Let $f: R \rightarrow R$ be a continuously differentiable function on the real numbers (if needed also infinitely many often differentiable).
Define the Operator $F : L^2([0,1]) \rightarrow R$ for $x \in L^2([0,1])$ by
$F(x)=\int_0^1 f(x(s)) ds $
We assume that $F(x)<A−B∫x(s)^2 ds\leq A$ with constants $A,B>0$.
Hence it is bounded from above but not from below
Question:
Is $F$ now Frechet differentiable?
Is $F$ Gateaux differentiable?
Known:
If we were looking at $F$ as an operator on $C([0,1])$, then it is Frechet differentiable (as shown for example at wikipedia: http://de.wikipedia.org/wiki/Fréchet-Ableitung#Integraloperator )

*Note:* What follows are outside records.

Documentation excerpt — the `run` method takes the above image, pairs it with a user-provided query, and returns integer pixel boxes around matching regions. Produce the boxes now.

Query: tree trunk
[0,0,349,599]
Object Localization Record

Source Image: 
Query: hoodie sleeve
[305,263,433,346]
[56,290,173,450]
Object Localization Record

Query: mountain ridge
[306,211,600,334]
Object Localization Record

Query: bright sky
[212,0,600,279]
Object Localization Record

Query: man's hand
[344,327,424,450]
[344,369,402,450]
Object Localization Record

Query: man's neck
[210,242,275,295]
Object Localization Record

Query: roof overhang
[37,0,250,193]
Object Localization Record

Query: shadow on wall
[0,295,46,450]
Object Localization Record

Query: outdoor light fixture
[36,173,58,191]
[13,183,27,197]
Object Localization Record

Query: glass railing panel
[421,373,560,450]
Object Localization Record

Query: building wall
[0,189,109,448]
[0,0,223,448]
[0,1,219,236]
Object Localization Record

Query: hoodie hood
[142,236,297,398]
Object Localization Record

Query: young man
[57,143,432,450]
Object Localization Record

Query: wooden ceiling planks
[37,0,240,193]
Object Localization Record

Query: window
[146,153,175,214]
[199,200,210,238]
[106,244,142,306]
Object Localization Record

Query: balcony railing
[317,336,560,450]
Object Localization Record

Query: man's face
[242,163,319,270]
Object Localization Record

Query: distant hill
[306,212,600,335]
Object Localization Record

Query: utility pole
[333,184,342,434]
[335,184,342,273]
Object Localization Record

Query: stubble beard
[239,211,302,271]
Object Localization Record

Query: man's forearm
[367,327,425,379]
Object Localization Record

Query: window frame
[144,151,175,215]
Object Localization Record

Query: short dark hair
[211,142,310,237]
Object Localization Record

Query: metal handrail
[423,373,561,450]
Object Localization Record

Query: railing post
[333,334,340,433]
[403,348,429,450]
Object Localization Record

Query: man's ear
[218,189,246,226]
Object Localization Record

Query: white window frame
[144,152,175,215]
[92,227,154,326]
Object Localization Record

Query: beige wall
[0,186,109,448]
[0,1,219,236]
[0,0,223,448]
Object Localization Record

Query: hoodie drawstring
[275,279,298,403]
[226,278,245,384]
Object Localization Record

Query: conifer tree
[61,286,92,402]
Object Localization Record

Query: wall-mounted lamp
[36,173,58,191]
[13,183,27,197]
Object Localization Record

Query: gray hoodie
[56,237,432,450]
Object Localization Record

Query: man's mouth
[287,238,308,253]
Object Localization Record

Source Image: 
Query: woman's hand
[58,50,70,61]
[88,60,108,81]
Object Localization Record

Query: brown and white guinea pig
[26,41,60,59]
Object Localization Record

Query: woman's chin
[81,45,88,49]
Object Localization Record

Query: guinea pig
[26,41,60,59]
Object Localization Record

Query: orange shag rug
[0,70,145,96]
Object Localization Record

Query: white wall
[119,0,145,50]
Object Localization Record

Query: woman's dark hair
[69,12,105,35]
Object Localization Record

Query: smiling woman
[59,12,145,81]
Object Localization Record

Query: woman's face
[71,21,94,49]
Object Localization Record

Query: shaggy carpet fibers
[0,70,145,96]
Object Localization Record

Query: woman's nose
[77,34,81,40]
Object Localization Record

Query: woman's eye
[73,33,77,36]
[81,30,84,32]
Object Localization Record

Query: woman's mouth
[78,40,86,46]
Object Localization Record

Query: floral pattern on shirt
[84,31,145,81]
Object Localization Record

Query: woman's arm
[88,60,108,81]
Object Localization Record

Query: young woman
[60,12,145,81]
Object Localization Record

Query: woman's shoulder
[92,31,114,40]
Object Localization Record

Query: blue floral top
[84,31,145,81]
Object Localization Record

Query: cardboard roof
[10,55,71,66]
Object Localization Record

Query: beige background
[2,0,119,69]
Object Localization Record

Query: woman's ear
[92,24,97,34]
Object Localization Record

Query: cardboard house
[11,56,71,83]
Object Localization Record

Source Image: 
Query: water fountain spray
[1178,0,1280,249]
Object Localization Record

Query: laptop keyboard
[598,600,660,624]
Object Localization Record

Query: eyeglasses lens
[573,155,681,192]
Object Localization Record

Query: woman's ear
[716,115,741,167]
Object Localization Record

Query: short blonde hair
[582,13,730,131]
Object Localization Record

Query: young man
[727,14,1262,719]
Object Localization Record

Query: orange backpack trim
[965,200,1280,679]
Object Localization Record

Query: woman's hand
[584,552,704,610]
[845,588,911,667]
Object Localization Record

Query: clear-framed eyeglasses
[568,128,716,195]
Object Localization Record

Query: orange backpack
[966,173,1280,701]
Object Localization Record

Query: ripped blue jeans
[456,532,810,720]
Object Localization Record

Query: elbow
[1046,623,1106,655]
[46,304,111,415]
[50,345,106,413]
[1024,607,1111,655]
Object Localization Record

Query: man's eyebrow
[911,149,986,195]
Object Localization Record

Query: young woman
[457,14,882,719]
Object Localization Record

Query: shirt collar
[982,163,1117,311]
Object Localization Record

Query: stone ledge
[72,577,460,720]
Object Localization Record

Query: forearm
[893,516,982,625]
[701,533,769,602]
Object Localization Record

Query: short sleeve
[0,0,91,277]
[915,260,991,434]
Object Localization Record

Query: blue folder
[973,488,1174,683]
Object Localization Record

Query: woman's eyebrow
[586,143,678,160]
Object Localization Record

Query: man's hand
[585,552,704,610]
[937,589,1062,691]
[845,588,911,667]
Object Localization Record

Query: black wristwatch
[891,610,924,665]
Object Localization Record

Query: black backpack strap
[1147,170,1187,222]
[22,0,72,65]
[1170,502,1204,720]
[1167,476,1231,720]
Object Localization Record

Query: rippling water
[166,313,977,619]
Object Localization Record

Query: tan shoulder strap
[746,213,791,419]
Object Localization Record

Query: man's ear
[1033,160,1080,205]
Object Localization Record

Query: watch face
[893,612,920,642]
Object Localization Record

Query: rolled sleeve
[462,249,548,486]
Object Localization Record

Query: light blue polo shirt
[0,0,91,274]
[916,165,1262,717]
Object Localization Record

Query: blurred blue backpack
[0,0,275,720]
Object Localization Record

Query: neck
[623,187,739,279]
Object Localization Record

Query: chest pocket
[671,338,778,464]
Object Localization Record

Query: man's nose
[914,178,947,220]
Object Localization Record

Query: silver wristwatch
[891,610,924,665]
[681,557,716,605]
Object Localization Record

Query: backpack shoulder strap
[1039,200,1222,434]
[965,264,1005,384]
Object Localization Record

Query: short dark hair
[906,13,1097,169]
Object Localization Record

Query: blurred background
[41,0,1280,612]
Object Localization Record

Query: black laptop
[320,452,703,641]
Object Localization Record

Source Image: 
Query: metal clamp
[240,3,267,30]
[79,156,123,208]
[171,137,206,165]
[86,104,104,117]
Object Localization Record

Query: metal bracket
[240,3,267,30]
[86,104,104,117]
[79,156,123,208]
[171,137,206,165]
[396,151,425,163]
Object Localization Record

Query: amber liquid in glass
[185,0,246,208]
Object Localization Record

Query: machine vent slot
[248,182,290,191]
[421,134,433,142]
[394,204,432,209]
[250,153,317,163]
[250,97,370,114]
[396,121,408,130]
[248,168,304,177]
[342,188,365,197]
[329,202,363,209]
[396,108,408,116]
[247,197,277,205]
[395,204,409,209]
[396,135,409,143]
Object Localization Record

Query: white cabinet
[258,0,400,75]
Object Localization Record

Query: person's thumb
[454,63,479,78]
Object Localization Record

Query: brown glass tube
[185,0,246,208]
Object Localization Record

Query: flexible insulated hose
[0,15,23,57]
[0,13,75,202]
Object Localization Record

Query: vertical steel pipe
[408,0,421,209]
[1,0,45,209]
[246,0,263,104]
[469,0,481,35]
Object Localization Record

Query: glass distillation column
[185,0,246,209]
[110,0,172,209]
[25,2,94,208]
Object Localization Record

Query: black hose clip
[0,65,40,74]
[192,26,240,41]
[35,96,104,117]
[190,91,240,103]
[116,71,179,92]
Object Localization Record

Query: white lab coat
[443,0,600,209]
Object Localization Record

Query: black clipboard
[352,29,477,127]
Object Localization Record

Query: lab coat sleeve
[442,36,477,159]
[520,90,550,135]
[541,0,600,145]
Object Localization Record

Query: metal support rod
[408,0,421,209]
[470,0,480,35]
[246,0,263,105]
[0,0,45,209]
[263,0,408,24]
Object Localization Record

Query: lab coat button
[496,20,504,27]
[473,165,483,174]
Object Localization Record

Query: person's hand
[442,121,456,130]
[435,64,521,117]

But they use that on this space they know that each function is bounded.
Best Answer
The operator $F$ is Frechet from $L^\infty(0,1)$ to $\mathbb R$ without further assumptions.
In order to prove differentiability from $L^2$ to $\mathbb R$, one needs growth conditions: there exists $a,b\ge0$ such that $$ |f(y)| \le a + b |y|^2 $$ and $$ |f'(y)| \le a + b |y| $$ for all $y\in \mathbb R$. This makes $F(x)$ well defined for all $x\in L^2$.
To prove Gateaux differentiability: show directional differentiability first. Convergence of difference quotients can be argued with Lebesgue dominated convergence theorem and Taylor expansion of $f$. The directional derivative is given by $$ F'(x; h) = \int_0^1 f'(x(s))h(s)ds, $$ which is clearly linear and continuous with respect to $h\in L^2$. This proves Gateaux differentiability.
To show Frechet differentiability one can use Egorov's theorem.
I am pretty sure that these conditions are also necessary (See Appell and Zabrejko: Superposition operators - which is a great source of results of this type).